Na pokładzie panował półmrok , toteż nie dostrzegali swoich twarzy nawzajem. Nie rozmawiali nawet , wszyscy myśleli o czekającym ich zadaniu.
Transportowiec był niewielkim , szybkim pojazdem , przeznaczonym do przewożenia małych oddziałów , z pewnością do ważnych misji.
Napęd impulsowy , który dawał niebieskie światło przy silnikach , zapewniał dość dużą szybkość.

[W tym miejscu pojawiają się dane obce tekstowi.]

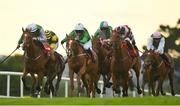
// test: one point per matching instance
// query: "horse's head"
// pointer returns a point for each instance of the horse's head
(27, 37)
(115, 40)
(73, 46)
(149, 58)
(96, 44)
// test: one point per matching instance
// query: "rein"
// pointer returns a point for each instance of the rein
(33, 59)
(82, 54)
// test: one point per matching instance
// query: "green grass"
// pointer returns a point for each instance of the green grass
(167, 100)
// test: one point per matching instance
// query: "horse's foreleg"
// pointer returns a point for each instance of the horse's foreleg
(24, 80)
(71, 76)
(104, 85)
(125, 87)
(137, 71)
(59, 79)
(79, 84)
(40, 79)
(171, 80)
(33, 83)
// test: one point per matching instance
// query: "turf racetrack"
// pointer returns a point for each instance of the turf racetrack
(165, 100)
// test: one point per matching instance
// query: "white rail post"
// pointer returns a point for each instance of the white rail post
(8, 85)
(101, 86)
(66, 88)
(21, 87)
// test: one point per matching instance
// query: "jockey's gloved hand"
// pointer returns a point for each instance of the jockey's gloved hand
(133, 42)
(34, 38)
(18, 46)
(62, 42)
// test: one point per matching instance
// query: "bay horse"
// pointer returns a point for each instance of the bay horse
(78, 62)
(103, 60)
(37, 62)
(157, 70)
(121, 63)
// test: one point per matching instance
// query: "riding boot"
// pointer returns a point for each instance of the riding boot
(91, 55)
(47, 48)
(132, 50)
(165, 58)
(52, 56)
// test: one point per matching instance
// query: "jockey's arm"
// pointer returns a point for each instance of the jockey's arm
(96, 34)
(20, 40)
(150, 44)
(161, 46)
(42, 36)
(85, 38)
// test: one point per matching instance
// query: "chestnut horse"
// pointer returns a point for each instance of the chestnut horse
(157, 70)
(121, 63)
(37, 62)
(104, 61)
(78, 62)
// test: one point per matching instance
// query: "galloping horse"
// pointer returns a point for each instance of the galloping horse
(78, 63)
(121, 63)
(37, 62)
(104, 62)
(157, 70)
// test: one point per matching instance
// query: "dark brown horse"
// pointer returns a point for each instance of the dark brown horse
(121, 63)
(104, 61)
(78, 62)
(157, 70)
(37, 62)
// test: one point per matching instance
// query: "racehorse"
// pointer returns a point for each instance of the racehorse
(37, 62)
(121, 63)
(157, 70)
(78, 62)
(104, 61)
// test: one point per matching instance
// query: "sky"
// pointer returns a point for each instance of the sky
(60, 16)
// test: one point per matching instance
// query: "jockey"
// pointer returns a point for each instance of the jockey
(157, 42)
(39, 35)
(103, 31)
(125, 32)
(82, 35)
(52, 39)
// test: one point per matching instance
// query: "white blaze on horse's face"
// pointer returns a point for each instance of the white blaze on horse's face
(70, 42)
(25, 35)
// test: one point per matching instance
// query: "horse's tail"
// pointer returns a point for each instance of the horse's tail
(60, 59)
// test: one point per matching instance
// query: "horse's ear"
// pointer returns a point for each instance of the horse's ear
(23, 29)
(67, 35)
(92, 37)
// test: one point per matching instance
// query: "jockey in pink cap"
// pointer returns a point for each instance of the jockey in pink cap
(157, 42)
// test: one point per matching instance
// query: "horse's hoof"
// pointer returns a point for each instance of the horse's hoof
(108, 85)
(98, 91)
(27, 88)
(164, 94)
(104, 92)
(139, 91)
(118, 91)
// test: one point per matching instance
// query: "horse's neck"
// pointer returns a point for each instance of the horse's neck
(32, 50)
(157, 59)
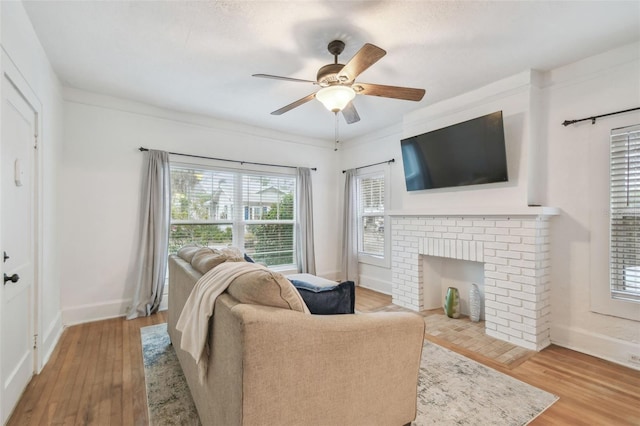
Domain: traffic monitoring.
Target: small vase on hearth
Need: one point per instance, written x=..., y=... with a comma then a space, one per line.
x=452, y=303
x=474, y=303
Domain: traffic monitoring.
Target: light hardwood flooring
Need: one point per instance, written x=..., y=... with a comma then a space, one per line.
x=95, y=377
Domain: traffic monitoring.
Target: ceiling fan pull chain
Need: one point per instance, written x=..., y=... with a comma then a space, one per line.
x=337, y=141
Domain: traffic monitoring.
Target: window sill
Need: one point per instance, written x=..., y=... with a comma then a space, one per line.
x=370, y=259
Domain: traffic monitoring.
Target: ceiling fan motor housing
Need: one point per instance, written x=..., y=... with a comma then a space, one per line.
x=328, y=74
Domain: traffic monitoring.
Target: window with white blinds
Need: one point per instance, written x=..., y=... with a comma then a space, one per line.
x=370, y=199
x=252, y=211
x=625, y=213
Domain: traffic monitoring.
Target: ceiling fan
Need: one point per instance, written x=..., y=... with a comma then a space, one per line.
x=338, y=83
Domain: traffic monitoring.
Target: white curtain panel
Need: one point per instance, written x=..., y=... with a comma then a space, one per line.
x=151, y=264
x=306, y=253
x=349, y=229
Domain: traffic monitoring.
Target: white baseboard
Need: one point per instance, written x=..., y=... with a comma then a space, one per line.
x=595, y=344
x=95, y=312
x=375, y=284
x=49, y=341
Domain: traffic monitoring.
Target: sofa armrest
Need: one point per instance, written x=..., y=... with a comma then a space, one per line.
x=319, y=370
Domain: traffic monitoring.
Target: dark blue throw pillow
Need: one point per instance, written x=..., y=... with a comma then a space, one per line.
x=337, y=299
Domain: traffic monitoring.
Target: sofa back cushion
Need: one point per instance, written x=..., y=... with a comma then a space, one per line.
x=206, y=258
x=261, y=286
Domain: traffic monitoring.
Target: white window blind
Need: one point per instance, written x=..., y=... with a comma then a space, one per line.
x=370, y=196
x=625, y=213
x=252, y=211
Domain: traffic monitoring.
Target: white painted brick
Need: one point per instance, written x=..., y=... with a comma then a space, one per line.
x=473, y=230
x=495, y=305
x=497, y=231
x=464, y=223
x=497, y=245
x=529, y=248
x=509, y=269
x=523, y=279
x=511, y=239
x=496, y=275
x=509, y=316
x=509, y=254
x=510, y=331
x=484, y=237
x=497, y=260
x=508, y=224
x=484, y=223
x=522, y=232
x=509, y=301
x=525, y=264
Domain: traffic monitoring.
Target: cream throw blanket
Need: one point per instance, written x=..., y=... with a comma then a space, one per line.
x=194, y=319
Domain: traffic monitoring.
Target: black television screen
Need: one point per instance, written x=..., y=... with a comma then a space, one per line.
x=468, y=153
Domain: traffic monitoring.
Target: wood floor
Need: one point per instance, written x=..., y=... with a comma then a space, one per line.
x=95, y=377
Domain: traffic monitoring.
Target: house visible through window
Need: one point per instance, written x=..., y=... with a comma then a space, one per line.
x=252, y=211
x=625, y=213
x=371, y=226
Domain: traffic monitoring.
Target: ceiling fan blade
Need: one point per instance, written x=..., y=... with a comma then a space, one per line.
x=368, y=55
x=294, y=104
x=350, y=114
x=405, y=93
x=277, y=77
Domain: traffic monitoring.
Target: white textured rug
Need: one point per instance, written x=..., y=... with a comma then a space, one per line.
x=452, y=389
x=455, y=390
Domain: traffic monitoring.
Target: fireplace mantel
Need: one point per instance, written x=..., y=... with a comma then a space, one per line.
x=498, y=211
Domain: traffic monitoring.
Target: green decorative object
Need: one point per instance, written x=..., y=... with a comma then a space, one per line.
x=452, y=303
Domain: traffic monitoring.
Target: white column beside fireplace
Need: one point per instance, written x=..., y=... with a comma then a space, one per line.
x=512, y=244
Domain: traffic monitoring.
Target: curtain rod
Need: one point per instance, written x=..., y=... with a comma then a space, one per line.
x=593, y=119
x=141, y=149
x=393, y=160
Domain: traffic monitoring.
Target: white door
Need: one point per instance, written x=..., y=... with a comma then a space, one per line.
x=17, y=186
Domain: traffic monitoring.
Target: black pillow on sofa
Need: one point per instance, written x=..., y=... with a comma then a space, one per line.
x=337, y=299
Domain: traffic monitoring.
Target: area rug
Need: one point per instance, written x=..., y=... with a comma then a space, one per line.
x=168, y=396
x=452, y=389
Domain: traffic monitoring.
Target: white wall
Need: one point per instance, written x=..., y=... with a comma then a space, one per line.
x=578, y=168
x=101, y=171
x=564, y=167
x=21, y=45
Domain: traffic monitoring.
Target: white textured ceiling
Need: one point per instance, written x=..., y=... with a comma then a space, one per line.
x=198, y=57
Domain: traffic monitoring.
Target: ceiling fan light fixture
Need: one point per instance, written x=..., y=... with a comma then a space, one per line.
x=336, y=97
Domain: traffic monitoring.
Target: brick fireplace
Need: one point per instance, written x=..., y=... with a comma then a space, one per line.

Mimo to wszystko podróż na rodzimą planetę ludzi trwała 12 godzin.
-
Chłopcy i dziewczęta , zbliżamy się do celu , zapnijcie pasy i bądźcie grzeczni , może trochę trząść jak będziemy wchodzić w atmosferę.
Doszedł do ich uszu gładki , lecz męski i stanowczy głos pilota.
Przez nieliczne szyby o kształcie koła , ukazał wam się widok legendarnej planety.
Jej piękno na chwilę zaparło wam dech w piersiach. Słyszeliście o niej wiele rzeczy , lecz nigdy nie spodziewaliście się ujrzeć takiego widoku.
Po chwili zaczęli wchodzić w atmosferę ziemską. Lekkie turbulencje wstrząsnęły transporterem , lecz wszyscy przyjęli je dość spokojnie.
Gdy wszystko ustało , zauważyli , że zbliżyliście się do powierzchni , na tyle iż mogliście dostrzec to , co z daleka wyglądało tak pięknie.
Pustynia. Wszechobecna pustynia , zanieczyszczona rzekami odpadów , zielone morza i brak jakiegokolwiek życia. Oto co pozostało z wspaniałej planety ludzi.
Na horyzoncie zobaczyli wielki budynek , stojący na środku pustyni. Było przy nim lotnisko i mnóstwo ludzi.
Statek podszedł do lądowania , które przeprowadzone przez pilota z pełnym profesjonalizmem zakończyło się szybko i bez większych wstrząsów.
Drzwi otworzyły się , napełniając wnętrze pojazdu oślepiającym światłem.
Do nozdrzy żołnierzy doszedł okropny zapach , którego nie mogli nawet porównać z czymkolwiek co czuli w życiu.
Kierowca żywo wyskoczył zza sterów w stronę wyjścia , rzucając przy tym tylko :
-
Będziecie tak siedzieć , czy ruszycie się wreszcie?
Po czym znikł za drzwiami , które w tej chwili , opuszczone w dół służyły jako zejście na ląd.
W świetle słonecznym oddział mógł wreszcie dostrzec swoje sylwetki.
Powoli kolejno zaczęli wychodzić na zewnątrz.